Amongst the Muslims an organized effort was made by the Khudai Khidmatgars. Reacting to this the Muslim League intensified its campaign to overthrow them. For the first time, in this part of the country, disruptive forces raised their ugly head in the person of Major Khursheed Anwar. It was clear to one and all that it were the anti-national elements and 'goondas' who had been paid to start plunder and arson, with an unlimited license to kill. They forcibly took possession of the houses, business premises, and factories of the non-Muslims. Their terrorising tactics were expected to prove the negligence of Government Officials in protecting the non-Muslims. To stop this, the Government asked the Khudai Khidmatgars to come forward as volunteers and protect the life and property of the non-Muslims. Accordingly, we mobilised about six thousand Khudai Khidmatgars in Peshawar. The volunteers of the Muslim League and some hired thugs used to taunt the Khudai Khidmatgars, saying that they were trying to protect the Hindus. They narrated blood-curdling tales of the communal riots in Bihar and of the excesses committed by the Sikhs upon the Muslims. Despite this provocation, the Khudai Khidmatgars succeeded in their noble task of saving the life, property and honour of the non-Muslims.

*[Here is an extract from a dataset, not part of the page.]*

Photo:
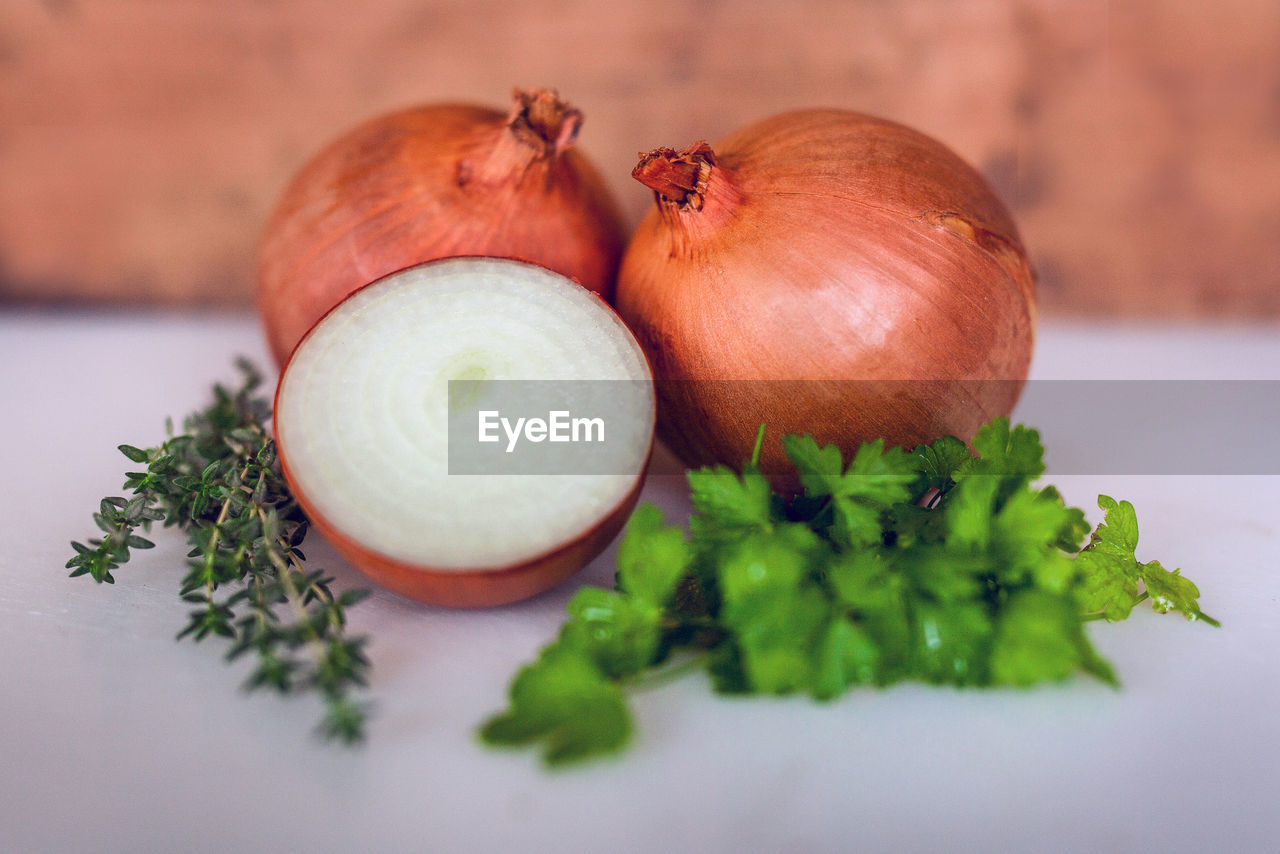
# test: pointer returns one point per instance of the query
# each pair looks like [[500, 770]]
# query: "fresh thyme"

The British authorities wanted to show the world that the rift between the Hindus and the Muslims was so deep and abiding that there was no question of their living together like members of a single united family! They secretly helped in driving away the non-Muslims from this area, as this was in the interest of the Muslim League. Another sinister scheme was to drive out the Hindu and Sikh members of the Legislative Assembly. Accordingly, all the non-Muslim members collected in Bala Hisar Fort in Peshawar and from there they were shipped out to other parts of the subcontinent that later became India.
In other parts of the country the Congress leaders, particularly, Gandhiji, were working hard to stop the communal riots. Gandhiji staked his own life and observed a fast-unto- death in order to stop the killing of Muslims in Calcutta. The impact of his fast was such that Hindus, Muslims and Sikhs, even the Police was moved to tears. On the day when thousands of Hindus, Muslims and Sikhs embraced each other in the Maidan at Calcutta, Gandhiji broke his fast. But communal riots in those days were like a wild fire, if extinguished at one place they would erupt at another; whether in Calcutta, or Delhi, or East Bengal, or Bihar.
Going back a few months one recalls that it was Husain Shaheed Suhrawardy, who, as the Prime Minister of Bengal, had led a procession of Muslims to commemorate 'Direct Action’ day in Calcutta. This had unleashed a fire-spitting dragon which devoured thousands of innocent people to satisfy its communal appetite. This very gentleman, Husain Shaheed Suhrawardy, now walked along-side Gandhiji, through the length and breadth of the country, preaching peace and communal harmony. What a bunch of chameleons were these staunch Muslim Leaguers!